Investigating the Fermi-Hubbard model by the tensor-backflow method

Abstract

We apply the Tensor-Backflow method to investigate the Fermi-Hubbard model on two-dimensional lattices up to 256 sites, exploring various interaction strengths U, electron fillings n, next-nearest-neighbor hopping t', and boundary conditions. By considering backflow terms from nearest- or next-nearest-neighbor sites, we achieve competitive results without enforcing geometric symmetries on the variational wave-function. The optimizations were stable from a prior unrestrictied Hartree-Fock state, followed by adding backflow corrections. Meanwhile, changing interaction strengths in the prior unrestrictied Hartree-Fock state is helpful to bypass the local minima. When t'=0, by considering nearest-neighbor backflow terms, linear stripe order emerges successfully for the case of n=0.875 and U=8 on a 16 × 16 lattice with periodic boundary conditions.
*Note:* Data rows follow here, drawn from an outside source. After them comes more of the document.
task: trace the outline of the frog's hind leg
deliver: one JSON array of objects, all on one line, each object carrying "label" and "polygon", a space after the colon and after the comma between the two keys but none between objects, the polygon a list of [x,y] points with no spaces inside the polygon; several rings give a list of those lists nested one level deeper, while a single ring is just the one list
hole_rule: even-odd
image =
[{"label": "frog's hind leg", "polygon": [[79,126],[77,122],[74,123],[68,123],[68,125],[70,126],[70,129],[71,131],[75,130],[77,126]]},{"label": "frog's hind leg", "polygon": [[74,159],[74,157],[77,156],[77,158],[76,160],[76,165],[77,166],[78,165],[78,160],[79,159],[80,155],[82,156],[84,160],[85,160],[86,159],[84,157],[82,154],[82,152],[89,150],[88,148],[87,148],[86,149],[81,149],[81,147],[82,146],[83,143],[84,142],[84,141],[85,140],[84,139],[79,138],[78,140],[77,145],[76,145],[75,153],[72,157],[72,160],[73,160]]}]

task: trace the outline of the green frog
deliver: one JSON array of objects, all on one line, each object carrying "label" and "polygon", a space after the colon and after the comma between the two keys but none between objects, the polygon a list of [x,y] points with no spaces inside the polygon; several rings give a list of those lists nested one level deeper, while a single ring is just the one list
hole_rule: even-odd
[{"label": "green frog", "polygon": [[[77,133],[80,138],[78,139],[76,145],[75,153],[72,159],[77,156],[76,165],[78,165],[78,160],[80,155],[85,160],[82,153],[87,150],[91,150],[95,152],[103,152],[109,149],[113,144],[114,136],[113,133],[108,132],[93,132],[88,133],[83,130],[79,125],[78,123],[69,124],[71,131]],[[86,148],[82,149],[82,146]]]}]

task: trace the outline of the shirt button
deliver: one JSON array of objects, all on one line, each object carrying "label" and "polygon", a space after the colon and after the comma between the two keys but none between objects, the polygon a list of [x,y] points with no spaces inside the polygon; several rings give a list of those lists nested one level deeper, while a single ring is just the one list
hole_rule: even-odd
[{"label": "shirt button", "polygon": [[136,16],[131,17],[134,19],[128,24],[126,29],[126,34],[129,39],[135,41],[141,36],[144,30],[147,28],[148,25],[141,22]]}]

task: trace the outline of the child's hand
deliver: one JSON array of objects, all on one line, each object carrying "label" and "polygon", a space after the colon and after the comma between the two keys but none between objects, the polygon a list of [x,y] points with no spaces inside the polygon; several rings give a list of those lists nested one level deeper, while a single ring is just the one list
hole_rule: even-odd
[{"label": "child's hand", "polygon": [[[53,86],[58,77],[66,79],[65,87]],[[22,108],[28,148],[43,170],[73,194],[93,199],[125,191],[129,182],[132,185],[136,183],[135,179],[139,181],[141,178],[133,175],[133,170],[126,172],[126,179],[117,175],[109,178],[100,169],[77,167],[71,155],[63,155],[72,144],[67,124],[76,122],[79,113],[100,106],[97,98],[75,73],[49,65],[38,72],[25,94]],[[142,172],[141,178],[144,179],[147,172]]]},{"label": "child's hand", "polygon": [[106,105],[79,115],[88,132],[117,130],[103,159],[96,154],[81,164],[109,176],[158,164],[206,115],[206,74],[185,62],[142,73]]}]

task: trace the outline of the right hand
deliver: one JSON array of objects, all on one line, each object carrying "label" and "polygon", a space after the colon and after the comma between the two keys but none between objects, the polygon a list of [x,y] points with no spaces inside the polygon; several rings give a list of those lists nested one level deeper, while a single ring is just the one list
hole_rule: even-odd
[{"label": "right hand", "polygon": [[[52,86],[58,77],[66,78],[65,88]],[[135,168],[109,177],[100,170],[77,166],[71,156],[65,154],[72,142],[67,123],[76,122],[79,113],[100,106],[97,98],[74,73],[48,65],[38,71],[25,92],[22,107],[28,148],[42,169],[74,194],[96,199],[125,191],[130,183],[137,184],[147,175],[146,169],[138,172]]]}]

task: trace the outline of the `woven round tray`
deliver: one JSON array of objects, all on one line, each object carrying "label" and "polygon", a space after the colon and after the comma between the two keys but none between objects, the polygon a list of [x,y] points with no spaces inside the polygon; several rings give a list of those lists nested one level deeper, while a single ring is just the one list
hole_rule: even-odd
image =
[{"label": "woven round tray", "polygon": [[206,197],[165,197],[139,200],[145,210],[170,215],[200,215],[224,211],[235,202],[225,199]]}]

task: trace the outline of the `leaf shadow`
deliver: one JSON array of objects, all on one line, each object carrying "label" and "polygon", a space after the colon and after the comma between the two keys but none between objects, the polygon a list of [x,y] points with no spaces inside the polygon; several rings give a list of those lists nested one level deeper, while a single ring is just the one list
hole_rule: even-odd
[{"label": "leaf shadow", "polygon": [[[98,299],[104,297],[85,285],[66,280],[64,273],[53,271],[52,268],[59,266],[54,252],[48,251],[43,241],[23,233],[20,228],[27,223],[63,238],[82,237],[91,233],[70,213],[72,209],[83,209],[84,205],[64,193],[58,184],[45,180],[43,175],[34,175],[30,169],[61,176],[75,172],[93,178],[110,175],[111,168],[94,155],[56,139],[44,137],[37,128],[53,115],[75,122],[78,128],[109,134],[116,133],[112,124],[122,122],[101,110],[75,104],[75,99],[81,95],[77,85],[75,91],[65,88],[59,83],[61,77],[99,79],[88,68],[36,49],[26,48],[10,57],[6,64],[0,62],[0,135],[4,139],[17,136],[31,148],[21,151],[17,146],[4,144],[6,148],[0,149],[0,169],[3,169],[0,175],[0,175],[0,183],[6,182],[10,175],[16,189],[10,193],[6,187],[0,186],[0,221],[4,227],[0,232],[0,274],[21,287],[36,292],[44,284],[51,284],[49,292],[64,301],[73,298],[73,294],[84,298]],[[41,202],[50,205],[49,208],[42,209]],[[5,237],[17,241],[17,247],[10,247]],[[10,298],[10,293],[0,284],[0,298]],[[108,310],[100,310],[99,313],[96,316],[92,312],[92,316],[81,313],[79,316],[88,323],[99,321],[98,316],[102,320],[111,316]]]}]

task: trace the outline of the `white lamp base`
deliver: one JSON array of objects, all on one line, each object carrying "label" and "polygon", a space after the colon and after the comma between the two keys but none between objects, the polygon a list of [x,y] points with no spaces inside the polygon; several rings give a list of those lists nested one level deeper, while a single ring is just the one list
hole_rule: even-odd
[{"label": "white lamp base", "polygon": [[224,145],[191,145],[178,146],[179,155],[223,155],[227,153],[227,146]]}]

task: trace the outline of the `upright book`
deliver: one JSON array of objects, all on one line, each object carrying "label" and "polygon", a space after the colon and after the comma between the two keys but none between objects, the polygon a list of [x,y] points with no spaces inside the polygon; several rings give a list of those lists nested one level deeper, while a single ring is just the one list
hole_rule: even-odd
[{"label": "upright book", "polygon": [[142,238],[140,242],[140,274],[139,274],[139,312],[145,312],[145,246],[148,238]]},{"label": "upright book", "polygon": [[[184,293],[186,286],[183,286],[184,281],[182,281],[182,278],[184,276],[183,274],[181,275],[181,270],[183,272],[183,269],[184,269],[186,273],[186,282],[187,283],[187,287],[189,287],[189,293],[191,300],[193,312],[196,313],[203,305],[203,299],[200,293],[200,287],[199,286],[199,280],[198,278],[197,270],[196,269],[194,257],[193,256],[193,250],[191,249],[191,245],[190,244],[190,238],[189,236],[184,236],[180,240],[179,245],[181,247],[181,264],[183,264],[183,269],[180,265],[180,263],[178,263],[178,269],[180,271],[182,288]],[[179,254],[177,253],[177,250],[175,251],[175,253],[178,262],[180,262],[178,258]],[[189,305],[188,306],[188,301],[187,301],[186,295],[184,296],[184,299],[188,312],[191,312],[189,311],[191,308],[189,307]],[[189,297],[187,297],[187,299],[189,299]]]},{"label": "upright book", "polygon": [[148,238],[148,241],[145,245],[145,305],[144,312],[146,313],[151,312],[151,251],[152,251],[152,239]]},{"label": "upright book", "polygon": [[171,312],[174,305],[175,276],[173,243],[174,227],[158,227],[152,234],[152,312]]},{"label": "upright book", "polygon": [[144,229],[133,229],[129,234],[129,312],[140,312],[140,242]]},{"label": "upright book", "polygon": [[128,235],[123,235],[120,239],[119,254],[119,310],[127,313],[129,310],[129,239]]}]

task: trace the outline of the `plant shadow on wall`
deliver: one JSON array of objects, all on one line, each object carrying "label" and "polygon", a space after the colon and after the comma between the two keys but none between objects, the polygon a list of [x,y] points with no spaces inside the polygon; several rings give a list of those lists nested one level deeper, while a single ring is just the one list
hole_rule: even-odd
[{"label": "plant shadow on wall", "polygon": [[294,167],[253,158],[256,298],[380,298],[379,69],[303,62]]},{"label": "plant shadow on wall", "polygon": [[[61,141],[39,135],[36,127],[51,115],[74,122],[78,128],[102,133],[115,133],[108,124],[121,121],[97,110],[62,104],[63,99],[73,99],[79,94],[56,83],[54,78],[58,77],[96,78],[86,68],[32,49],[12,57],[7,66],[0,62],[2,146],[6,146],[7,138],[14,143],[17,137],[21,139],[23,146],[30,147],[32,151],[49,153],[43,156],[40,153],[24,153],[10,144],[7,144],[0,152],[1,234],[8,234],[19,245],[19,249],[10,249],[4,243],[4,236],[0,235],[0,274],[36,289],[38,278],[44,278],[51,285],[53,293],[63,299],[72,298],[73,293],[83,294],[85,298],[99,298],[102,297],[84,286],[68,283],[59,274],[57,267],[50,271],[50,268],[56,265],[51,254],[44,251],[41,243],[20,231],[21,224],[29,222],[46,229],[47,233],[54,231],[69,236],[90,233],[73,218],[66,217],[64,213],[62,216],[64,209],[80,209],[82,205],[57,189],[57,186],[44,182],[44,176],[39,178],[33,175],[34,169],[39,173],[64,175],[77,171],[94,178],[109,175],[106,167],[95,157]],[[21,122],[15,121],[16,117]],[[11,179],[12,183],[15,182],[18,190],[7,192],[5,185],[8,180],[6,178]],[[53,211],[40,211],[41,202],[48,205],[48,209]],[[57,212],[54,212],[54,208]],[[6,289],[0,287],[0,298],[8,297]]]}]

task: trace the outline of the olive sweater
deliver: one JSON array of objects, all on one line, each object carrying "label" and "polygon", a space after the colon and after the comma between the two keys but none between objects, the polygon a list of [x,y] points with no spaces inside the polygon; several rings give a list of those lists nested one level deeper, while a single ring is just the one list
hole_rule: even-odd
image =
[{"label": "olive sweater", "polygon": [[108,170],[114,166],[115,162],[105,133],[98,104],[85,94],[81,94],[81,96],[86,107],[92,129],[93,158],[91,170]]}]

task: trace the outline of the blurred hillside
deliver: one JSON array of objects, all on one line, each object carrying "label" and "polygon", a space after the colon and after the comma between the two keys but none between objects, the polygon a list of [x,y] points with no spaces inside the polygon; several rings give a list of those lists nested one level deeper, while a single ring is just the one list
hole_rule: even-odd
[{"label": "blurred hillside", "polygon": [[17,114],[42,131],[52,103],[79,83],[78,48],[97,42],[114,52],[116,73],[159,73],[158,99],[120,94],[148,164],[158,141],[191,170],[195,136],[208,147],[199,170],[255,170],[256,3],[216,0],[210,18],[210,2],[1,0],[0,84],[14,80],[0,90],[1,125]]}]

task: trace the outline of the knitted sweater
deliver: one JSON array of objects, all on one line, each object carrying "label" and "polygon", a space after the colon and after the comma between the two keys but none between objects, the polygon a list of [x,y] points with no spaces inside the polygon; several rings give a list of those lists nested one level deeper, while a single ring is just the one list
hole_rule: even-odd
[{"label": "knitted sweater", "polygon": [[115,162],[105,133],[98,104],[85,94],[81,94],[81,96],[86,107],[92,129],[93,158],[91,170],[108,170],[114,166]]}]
In a similar case with open boundary conditions, the energy obtained is only 4.5 × 10-4 higher than the state-of-the-art method fPEPS with bond dimension D=20. Compared to state-of-the-art neural network methods, the energies obtained using the Tensor-Backflow approach are competitive, with relative errors below 5 × 10-3. For n=0.8 and n=0.9375, direct optimizations yield results consistent with the phase diagram from AFQMC. When t'=-0.2, considering next-nearest-neighbor backflow terms leads to energies that are either competitive with or even lower than those from state-of-the-art neural network approaches. For instance, for n=0.875 and U=8 on a 12 × 12 lattice with periodic boundary conditions, the energy obtained is 8.1 × 10-4 lower than that from the neural network result. Thus, the Tensor-Backflow method demonstrates strong representational capabilities for solving the Fermi-Hubbard model.